Jan. 4 (Bloomberg) — U.S. inflation for food at home may have peaked after crop prices fell for the first time in three years, the U.S. Department of Agriculture’s top economist said.

The Standard & Poor’s GSCI Agriculture Total Return Index of eight commodities dropped 16 percent last year, the biggest decline since 2008. Cocoa and sugar led the retreat for food items. Coffee, soybeans and wheat also declined.

World food prices tracked by the United Nations dropped for a fifth month in November, the longest decline in more than two years. Farmers will reap a record corn crop in 2012, and global inventories of wheat, corn and soybeans will be 3.2 percent more than projected in November, the U.S. government said Dec. 9.

“What I’ve seen from the data is that food inflation is slowing,” Joseph W. Glauber, chief economist at the USDA in Washington, said in an interview today at the Oxford Farming Conference in Oxford, England. “We know that most major commodity prices have fallen and it takes a while for those to make their way through the system.”

The increase of about 6 percent for food prices at home last year was probably the peak and will return to more “normal” gains of 3 percent to 4 percent this year, Glauber said. Globally price inflation will slow “similarly” to the U.S., he said.

South America

Slowing food inflation may be jeopardized should weather damage crops in South America, which typically plants corn this quarter for harvests that begin in March. Growers are focusing on the La Nina phenomenon which brings heavier rainfall in Asia and drier weather in South America.
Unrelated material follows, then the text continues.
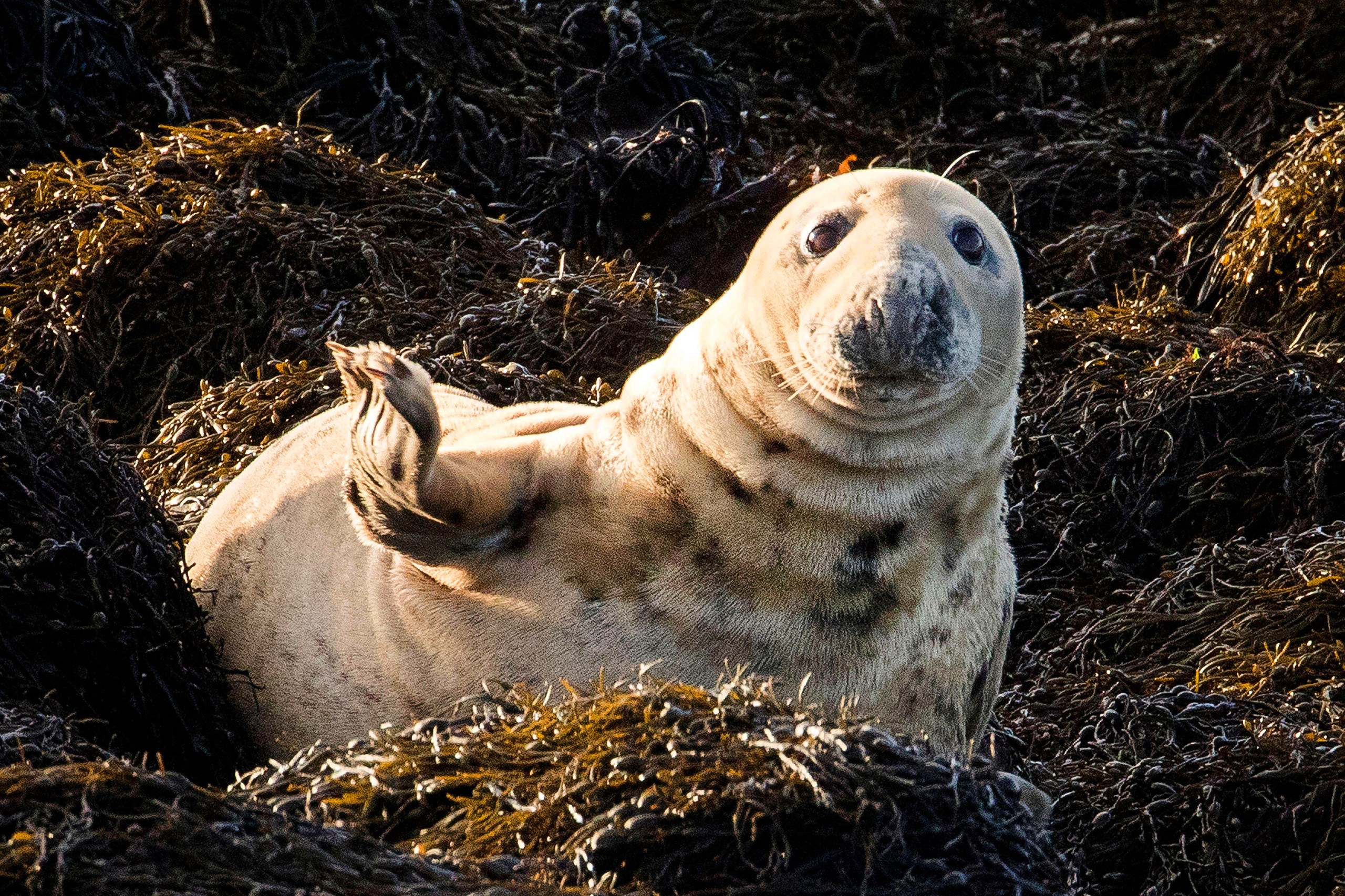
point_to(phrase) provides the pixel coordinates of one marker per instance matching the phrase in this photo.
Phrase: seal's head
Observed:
(885, 291)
“If we were to see devastating yields out of South America that would definitely have an impact on grain markets and oilseed markets and have an impact, at least in developing countries,” Glauber said.

Overall food prices will rise 2.5 percent to 3.5 percent this year after climbing 3.25 percent to 3.75 percent last year, the USDA said last month. In November, food prices at home climbed 5.9 percent from a year earlier, led by fats and oils and eggs, according to USDA data.

Cattle, Hogs

Cattle and hog producers in the U.S. may expand their herds as the price of animal feed falls, adding to the available supply of meat and bringing down beef, pork and poultry prices, Glauber said. Wheat prices dropped 18 percent last year.

“Livestock is one of the big drivers in the overall food budget,” Glauber said.

Slower gains in commodity costs, accounting for 40 percent of the consumer price index, would give the U.S. Federal Reserve more flexibility to shore up growth. The benchmark measure for prices will climb 2.1 percent this year after an increase of 3.2 percent last year, according to the median estimate of 63 economists surveyed by Bloomberg News. Food costs account for about 14 percent of the CPI.

The USDA forecasts prices for food away from home will increase 2 percent to 3 percent this year, after rising an estimated 2 percent to 2.5 percent last year. Starbucks Corp., the world’s biggest coffee shop operator, raised prices on some coffee in the U.S. Northeast, South and Southwest to recoup higher costs.